In the method for treating an electromagnetic steel sheet using the treatment liquid of the present invention, the treatment liquid is applied to at least one surface of the electromagnetic steel sheet, and then heated to bake the coating, thereby forming an insulating film on the surface of the electromagnetic steel sheet. Consisting of This treatment method is particularly advantageous when applied to the formation of a thin insulating film in which the amount of the formed insulating film is 1.0 g / m ² or less per side. An excellent insulating film that resists whitening can be formed in the test. Further, the baking temperature of the coating film (the highest attained plate temperature, the same applies hereinafter) is preferably in the range of 200 to 330 ° C. as in the case of the conventional dichromate-based treatment liquid.

[0020]

DESCRIPTION OF THE PREFERRED EMBODIMENTS The type of magnetic steel sheet to be treated according to the present invention is not particularly limited. The electrical steel sheet may be either non-oriented or oriented, and may be either a hot-rolled steel sheet or a cold-rolled steel sheet. A general electromagnetic steel sheet is a low carbon steel sheet containing about 1 to 5% of Si, but ordinary steel containing almost no Si can be used as the electromagnetic steel sheet.

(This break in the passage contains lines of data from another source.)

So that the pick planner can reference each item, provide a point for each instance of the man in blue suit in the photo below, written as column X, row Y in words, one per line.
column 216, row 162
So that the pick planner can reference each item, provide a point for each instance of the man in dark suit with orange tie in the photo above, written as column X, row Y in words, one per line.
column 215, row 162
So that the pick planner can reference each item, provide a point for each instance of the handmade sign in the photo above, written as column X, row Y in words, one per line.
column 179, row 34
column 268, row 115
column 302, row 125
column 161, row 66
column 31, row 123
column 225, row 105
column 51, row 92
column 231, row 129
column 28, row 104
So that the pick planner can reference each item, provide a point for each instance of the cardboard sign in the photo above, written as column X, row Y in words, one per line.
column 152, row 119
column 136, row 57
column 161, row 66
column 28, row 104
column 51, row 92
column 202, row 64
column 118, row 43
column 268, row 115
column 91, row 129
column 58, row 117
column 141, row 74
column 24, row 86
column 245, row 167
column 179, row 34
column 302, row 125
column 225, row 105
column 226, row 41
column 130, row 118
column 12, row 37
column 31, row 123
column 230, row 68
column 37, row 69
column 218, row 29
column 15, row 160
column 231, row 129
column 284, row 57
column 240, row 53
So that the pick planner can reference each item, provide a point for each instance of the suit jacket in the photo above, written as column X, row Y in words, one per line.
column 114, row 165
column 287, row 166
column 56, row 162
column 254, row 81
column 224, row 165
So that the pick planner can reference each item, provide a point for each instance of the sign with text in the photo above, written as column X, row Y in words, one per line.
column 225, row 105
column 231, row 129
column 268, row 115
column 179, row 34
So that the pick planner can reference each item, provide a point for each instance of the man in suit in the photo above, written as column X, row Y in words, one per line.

The treatment liquid used for forming the insulating film on the magnetic steel sheet in the present invention is obtained by dissolving a water-soluble polyvalent metal phosphate (A) and a chelating agent (B) having an acid group in an aqueous solvent. Solution. The aqueous solvent may be water, but a mixed solvent of water and a water-miscible organic solvent (eg, alcohol, ketone, etc.) can also be used.

The ratio of the polyvalent metal phosphate (A) to the chelating agent (B) is determined by the sum of the product of the number of moles of metal atoms contained in (A) and the valence, ΔMi, and the mole of (B) Assuming that the sum of the product of the number and the number of acid groups in the molecule is ΣOi, the ratio satisfies the following equation (1).

0.1 ≦ ΣOi / ΣMi ≦ 5 ‥‥ (1) If the value of ΣOi / ΣMi is less than 0.1, the film-forming property when forming a thin insulating film is deteriorated, and a uniform insulating film is formed. And water resistance decreases. On the other hand,
When the value of i / ΣMi is greater than 5, the viscosity of the processing solution increases, the inorganic components in the processing solution settle with time, and the quality of the formed insulating film is not stable.
Its water resistance may be poor. A preferred range of the value of ΣOi / ΣMi is 0.2 to 3.

By using a processing solution in which a chelating agent is added to an aqueous solution of a polyvalent metal phosphate, film forming properties, adhesion, and the like can be improved.
Further, the reason why the ability to form a thin insulating film having a coating weight of 1.0 g / m ² or less is improved has not been clearly elucidated, but the present invention is thought to involve the following mechanism. Are speculating.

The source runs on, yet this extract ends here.